Nat Turner Collected

Nat Turner Collected back

Kyle Baker


Page 45 Review by Stephen

When the first issue arrived, I wrote this:

Asked by the Silverbullets Panel this week what my favourite comic is at the moment, I couldn't think of anything to match this. Perhaps its recent arrival played some small part, but when a wordless piece of this power arrives, well, the images are still burnt in my mind. And what need are there for words - even if you could find them - when a comic is delivered with such blinding skill and raw, concentrated passion? Baker has ever been the master craftsman, completely in control of whatever visual medium he's employed, but he's changed his style again to give the effect of charcoal and chalk (and indeed perhaps he has given the computer a back seat, I don't know), as whole or separated African families are hunted then hauled across the continent to the coast, to be stuffed into boats then sold into slavery.
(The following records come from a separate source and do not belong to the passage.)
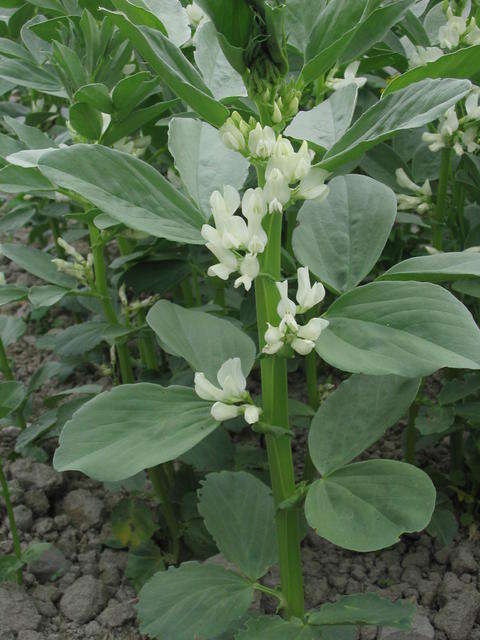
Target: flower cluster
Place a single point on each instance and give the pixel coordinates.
(196, 15)
(458, 31)
(302, 339)
(231, 397)
(80, 268)
(234, 241)
(422, 201)
(461, 134)
(349, 77)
In one sequence, time is shown to pass by the light of the moon - a whole month goes by and still they're being dragged across the grassland in chains. And then another.

This is the story of Nat Turner, leader of the slave rebellion for which he was tried in 1831.

Next issue: "Defying the hardships of a childhood in slavery, Nat breaks the law by learning how to read." If you want a comic to move you to pieces, this is it. If you're wanting to learn how to draw comics, might I suggest this as invaluable?